The zero-emissions subsidy hasn’t suffered from a lack of funding in the recent past. “Earlier this year, not long after declaring victory on a hard-fought measure expanding the state’s emission reduction mandate, Gov. Jerry Brown and lawmakers announced a late-session deal on where to send some of the revenue from the state’s cap-and-trade program,” the Fresno Bee recalled. “A big chunk of money in the compromise went to the Air Resource Board’s Low-Carbon Transportation initiative, including over $200 million to bolster programs offering financial incentives for purchasing cleaner vehicles.”

But Brown and the board have struggled to figure out just how to pump zero-emission vehicle acquisitions up to where they must be for California to hit its ambitious emissions targets in coming years. “Brown has argued business interests and resistant legislators will prefer the reliability of cap-and-trade to more stringent dictates,” the paper added earlier this month. “Whether or not the Legislature musters a vote to extend the program beyond a 2020 limit set in statute, the ARB has already begun sculpting regulations that could sustain the system without a vote.”

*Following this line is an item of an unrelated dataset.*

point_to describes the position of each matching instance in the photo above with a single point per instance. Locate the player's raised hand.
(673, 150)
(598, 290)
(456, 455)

Now, regulators have unveiled new rule tweaks designed to accomplish those goals. From hereon out, “high-income earners are excluded from getting the rebates and prospective buyers from lower-income households will get more money under the state’s Clean Vehicle Rebate Project,” according to the Los Angeles Times. “California’s focus on income will not affect the substantial tax credits the federal government offers clean-car buyers. The changes are designed to help reach aggressive goals set by Gov. Jerry Brown and the California Air Resources Board to vastly increase the number of zero-emission vehicles on the state’s highways. But it’s unclear whether the changes will get the desired results.”

A demographic hunt

Regulators have not ignored the figures on economic class, ethnicity and automotive habits. “Over 75 percent of new electric car buyers make more than $100,000 a year, according to a survey of rebate recipients by the Air Resources Board,” Southern California Public Radio reported. “Race is a factor, too. A recent UC Berkeley study examined the number of rebates per census tract, and found that black and Latino areas have fewer new electric cars.” 

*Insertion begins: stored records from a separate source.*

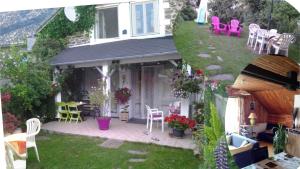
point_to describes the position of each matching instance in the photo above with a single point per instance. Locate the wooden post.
(58, 95)
(2, 147)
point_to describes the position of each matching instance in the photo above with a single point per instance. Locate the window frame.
(155, 22)
(96, 27)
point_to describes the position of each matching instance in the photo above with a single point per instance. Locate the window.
(144, 18)
(107, 23)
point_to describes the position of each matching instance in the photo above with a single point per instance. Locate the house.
(264, 95)
(130, 45)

CARB’s shifting agenda has been crafted to help blunt criticism from the Left that cap-and-trade has shifted an unfair burden onto what advocates say area already disadvantaged neighborhoods. “The environmental justice lobby’s concerns about local air pollution are justified: A new report by the U.S. Commission on Civil Rights acknowledges that low-income and minority communities face disproportionately high air pollution,” a pair of climate professors broadly aligned with CARB’s approach recently conceded in an op-ed in the Sacramento Bee pushing for cap-and-trade’s continued use. 

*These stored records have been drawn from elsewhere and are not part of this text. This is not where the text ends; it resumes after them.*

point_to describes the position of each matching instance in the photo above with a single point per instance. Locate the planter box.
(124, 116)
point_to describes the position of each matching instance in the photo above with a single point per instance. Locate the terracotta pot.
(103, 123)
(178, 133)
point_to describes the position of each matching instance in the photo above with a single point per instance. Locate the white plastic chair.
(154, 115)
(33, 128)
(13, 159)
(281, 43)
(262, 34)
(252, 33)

In absolute numbers, current totals of credited cars have climbed, but relative to targets, the state’s plan to push them into popularity has failed. “The Golden State has about 240,000 zero-emission vehicles on its roads,” noted SCPR, citing CARB figures. “It’s taken six years to reach that number, and at that rate, the state will not meet the 2025 goal.”

Alternative energy frustrations

Part of the problem arose recently around an apparent mismatch between credits and caps, which caused Elon Musk to warn that regulators needed to toughen up in order for the credit market to flourish. CARB has set a meeting in early December to plot its next move, according to Bloomberg. “The board is reassessing its targets as part of the so-called mid-term review of President Barack Obama’s fuel-economy and emissions goals for 2025. California is the biggest auto market among U.S. states and has the authority to set pollution rules that are more stringent than national standards. It currently requires that a portion of each company’s sales come from electric or other nonpolluting vehicles and allows manufacturers to buy credits from a competitor if they fall behind.”